Le coronavirus impose une reconfiguration des relations internationales. Frappé de plein fouet par la pandémie, le monde doit redéfinir ses priorités et renégocier le pacte qui prévalait depuis plusieurs décennies. Ce nouvel ordre mondial, qui postule un repositionnement stratégique de l’Afrique au cœur des relations internationales, n’est pas seulement légitime : il est impératif.
Le Sénégal a, de façon répétée, posé la nécessité d’une réforme du Conseil de sécurité des Nations unies. Le fait que l’Afrique soit absente de ce « saint des saints » est un non-sens absolu. Avec 1,2 milliard d’habitants, le continent abrite 17 % de la population mondiale. En 2100, ce chiffre sera porté à 39 %.
Avec une Zone de libre-échange continentale africaine (Zleca), avec 30 % des réserves mondiales en pétrole, gaz et minéraux, avec 24 % des terres arables et plus de 9 % des ressources en eau douce renouvelable, avec une jeunesse qui représente plus de 70 % de sa population, l’Afrique est bien l’avenir du monde. Il est donc impératif que le monde change le regard qu’il porte sur elle et accepte que la paix et la prospérité de tous sont intimement liées au progrès sur le continent. C’est indispensable, ainsi que l’a clairement posé le président Macky Sall.
Pour un partenariat respectueux
La crise sanitaire provoquée par la pandémie de Covid-19 est en effet un révélateur puissant des inégalités qui caractérisent l’ordre mondial et dont l’Afrique est la principale victime. Mais notre continent n’est pas dans la posture du nécessiteux attendant passivement l’aide d’un bienfaiteur. Ce qu’il faut, c’est que nous établissions ensemble les règles d’un partenariat mutuellement bénéfique dans le respect dû aux uns et aux autres.
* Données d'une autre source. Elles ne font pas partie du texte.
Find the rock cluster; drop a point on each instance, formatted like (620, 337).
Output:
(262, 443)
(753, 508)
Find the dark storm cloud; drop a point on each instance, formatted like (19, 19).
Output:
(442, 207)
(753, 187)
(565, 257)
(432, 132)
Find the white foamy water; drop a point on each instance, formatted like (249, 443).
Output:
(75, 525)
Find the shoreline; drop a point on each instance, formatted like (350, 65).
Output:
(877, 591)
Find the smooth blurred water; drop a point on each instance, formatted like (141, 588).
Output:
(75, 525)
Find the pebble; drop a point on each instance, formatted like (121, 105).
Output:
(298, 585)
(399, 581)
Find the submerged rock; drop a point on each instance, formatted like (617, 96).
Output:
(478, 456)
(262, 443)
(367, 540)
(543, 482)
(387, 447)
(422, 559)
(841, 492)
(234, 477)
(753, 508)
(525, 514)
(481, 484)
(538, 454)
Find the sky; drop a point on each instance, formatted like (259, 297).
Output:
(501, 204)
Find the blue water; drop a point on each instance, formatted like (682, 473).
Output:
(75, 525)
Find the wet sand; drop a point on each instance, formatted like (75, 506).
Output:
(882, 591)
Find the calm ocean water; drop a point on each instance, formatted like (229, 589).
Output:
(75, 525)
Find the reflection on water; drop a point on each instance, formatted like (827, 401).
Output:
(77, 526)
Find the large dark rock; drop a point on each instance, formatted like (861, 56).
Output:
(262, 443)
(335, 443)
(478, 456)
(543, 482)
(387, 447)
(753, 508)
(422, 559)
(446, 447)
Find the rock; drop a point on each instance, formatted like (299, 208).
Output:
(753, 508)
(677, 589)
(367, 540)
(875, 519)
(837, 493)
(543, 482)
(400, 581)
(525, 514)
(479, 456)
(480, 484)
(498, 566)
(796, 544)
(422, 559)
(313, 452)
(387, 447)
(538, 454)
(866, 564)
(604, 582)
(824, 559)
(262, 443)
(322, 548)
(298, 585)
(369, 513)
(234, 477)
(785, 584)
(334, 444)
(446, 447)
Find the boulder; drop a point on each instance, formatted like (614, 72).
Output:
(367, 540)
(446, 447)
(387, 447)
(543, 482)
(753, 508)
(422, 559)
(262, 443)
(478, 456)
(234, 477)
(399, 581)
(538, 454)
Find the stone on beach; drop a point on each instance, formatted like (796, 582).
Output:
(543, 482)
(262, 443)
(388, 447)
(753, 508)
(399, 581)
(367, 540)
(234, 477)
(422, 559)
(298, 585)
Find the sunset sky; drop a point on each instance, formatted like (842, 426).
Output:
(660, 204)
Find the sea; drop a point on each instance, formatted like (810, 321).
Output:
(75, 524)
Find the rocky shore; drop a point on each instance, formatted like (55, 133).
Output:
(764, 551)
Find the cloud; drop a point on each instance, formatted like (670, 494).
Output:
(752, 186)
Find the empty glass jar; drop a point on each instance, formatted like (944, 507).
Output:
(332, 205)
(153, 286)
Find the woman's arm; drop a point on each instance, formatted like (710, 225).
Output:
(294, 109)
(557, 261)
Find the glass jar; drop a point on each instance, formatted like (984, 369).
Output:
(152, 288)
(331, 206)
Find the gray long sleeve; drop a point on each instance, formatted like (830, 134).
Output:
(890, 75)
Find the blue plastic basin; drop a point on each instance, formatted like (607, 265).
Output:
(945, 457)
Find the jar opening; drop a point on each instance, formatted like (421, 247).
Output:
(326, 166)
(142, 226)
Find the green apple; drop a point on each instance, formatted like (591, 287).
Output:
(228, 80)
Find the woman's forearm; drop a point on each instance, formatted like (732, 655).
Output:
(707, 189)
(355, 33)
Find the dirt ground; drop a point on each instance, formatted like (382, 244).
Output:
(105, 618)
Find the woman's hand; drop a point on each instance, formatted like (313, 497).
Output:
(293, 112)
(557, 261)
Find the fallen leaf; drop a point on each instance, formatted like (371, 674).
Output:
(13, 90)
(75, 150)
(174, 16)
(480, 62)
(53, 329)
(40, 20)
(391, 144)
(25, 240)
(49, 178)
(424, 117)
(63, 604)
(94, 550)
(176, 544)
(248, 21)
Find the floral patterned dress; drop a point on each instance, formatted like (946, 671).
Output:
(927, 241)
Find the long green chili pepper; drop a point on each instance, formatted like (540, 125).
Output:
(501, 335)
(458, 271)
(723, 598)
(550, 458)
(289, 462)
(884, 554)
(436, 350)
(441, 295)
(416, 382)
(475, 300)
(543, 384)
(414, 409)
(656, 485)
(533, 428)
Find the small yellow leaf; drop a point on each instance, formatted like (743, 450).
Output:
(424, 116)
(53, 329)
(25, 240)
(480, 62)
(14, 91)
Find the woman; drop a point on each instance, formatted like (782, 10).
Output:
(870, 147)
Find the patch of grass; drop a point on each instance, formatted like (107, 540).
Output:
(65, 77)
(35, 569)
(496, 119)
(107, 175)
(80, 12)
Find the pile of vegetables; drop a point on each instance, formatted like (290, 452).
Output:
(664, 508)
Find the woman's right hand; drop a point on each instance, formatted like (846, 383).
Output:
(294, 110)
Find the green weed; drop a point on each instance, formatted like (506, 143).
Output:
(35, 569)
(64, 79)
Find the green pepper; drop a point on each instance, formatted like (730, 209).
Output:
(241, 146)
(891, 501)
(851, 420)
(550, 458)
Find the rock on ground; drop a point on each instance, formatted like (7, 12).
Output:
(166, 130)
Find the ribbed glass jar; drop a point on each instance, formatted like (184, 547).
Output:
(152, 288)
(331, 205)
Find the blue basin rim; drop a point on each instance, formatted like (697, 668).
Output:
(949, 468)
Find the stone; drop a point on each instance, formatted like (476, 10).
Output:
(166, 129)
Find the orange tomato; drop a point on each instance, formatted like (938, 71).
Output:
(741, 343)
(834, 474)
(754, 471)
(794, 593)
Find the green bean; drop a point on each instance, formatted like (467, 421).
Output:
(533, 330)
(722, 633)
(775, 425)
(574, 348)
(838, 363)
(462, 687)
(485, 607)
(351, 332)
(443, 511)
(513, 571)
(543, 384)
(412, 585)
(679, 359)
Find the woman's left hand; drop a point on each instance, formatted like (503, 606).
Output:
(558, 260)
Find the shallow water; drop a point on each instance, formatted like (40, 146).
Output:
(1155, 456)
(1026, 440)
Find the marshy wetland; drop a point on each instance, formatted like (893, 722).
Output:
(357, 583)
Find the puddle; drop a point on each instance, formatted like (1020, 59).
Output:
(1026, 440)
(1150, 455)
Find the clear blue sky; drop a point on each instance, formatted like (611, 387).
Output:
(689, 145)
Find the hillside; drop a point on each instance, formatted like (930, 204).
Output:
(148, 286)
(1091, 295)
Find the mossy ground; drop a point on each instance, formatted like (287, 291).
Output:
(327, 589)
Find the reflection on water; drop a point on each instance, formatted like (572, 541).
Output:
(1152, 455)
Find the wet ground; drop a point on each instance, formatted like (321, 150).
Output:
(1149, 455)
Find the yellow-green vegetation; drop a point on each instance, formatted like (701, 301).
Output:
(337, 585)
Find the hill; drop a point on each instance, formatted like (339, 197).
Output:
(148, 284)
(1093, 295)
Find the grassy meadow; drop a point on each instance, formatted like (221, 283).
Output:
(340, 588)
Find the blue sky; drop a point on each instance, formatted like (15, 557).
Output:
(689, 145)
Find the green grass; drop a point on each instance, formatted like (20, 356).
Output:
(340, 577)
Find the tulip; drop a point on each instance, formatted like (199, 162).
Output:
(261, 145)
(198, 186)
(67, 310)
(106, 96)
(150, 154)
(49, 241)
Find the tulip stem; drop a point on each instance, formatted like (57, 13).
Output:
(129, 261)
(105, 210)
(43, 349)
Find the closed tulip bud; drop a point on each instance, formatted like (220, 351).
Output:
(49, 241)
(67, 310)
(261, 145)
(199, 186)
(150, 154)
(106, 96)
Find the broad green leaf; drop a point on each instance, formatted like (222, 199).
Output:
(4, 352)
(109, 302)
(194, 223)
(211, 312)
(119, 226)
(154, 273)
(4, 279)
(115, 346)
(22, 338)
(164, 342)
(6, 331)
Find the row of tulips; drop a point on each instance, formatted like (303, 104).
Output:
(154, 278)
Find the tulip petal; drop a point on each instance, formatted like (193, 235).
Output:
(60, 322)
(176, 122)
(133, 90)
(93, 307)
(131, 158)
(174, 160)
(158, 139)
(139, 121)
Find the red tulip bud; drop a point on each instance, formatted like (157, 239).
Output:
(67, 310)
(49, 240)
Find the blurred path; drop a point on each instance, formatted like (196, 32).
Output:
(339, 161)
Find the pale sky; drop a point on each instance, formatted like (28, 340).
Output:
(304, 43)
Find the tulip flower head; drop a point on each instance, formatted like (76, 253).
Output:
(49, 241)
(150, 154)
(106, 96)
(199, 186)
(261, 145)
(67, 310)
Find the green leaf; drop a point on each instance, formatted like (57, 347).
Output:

La crise sanitaire en cours nous enseigne que le destin de l’humanité est un et indivisible. Ce qui touche la contrée la plus lointaine peut atteindre le monde entier avec une vitesse insoupçonnée. Dans la culture sénégalaise, il est dit que « l’homme est le remède de l’homme ». Cette sagesse est plus qu’actuelle dans un monde rudement soumis à un ennemi invisible qui ne connaît pas de frontières, ni âge, ni statut social. Voilà pourquoi le Sénégal appelle à un monde solidaire, capable de mettre l’humain et l’humanité au centre de ses finalités.
L’Afrique sera un acteur majeur et incontournable de ce monde nouveau qui se dessine, et elle se sait puissante lorsqu’elle est unie dans l’épreuve. Les nombreuses consultations et rencontres des instances communautaires pour une riposte commune à la crise sanitaire, du niveau sous-régional au niveau continental, indiquent clairement qu’elle est déjà dans l’après-Covid-19 pour participer à la naissance du nouvel ordre mondial.
Nous sommes confiants et très optimistes quant aux possibilités de changement du paradigme historique de domination et de dépendance au profit d’une nouvelle solidarité plus agissante, d’une coopération plus effective et d’un partenariat stratégique au service d’une humanité réunifiée et d’un partage plus équitable des ressources.
Annulation des dettes publiques
C’est tout le sens du plaidoyer du président Macky Sall pour l’annulation de la dette publique et la restructuration de la dette privée des États africains. Cela constituerait une base pour la refondation des relations entre l’Afrique et ses partenaires, tout en permettant au continent d’aménager des espaces budgétaires susceptibles de favoriser son développement.
Les ressources ainsi dégagées pourraient renforcer les efforts consentis dans le cadre des investissements dans la lutte contre la pauvreté, le chômage des jeunes et l’émigration clandestine qui font le lit de l’instabilité sociale et, partant, de l’insécurité de l’Afrique et de ses partenaires.
Fidèle à ses traditions de démocratie, de paix et de solidarité, le Sénégal joue déjà sa partition. À l’instar de tous les pays du continent, il devra renégocier sa place tout en s’appuyant sur les leçons apprises des contraintes imposées par la Covid-19. Il pourra ainsi renforcer sa résilience, réduire sa dépendance (en matière de santé, d’éducation, d’alimentation), dénouer les goulots d’étranglement économiques et financiers et investir davantage dans la prospective, la révolution numérique et la recherche opérationnelle. C’est à ce prix que nous pourrons partir à la reconquête du marché mondial.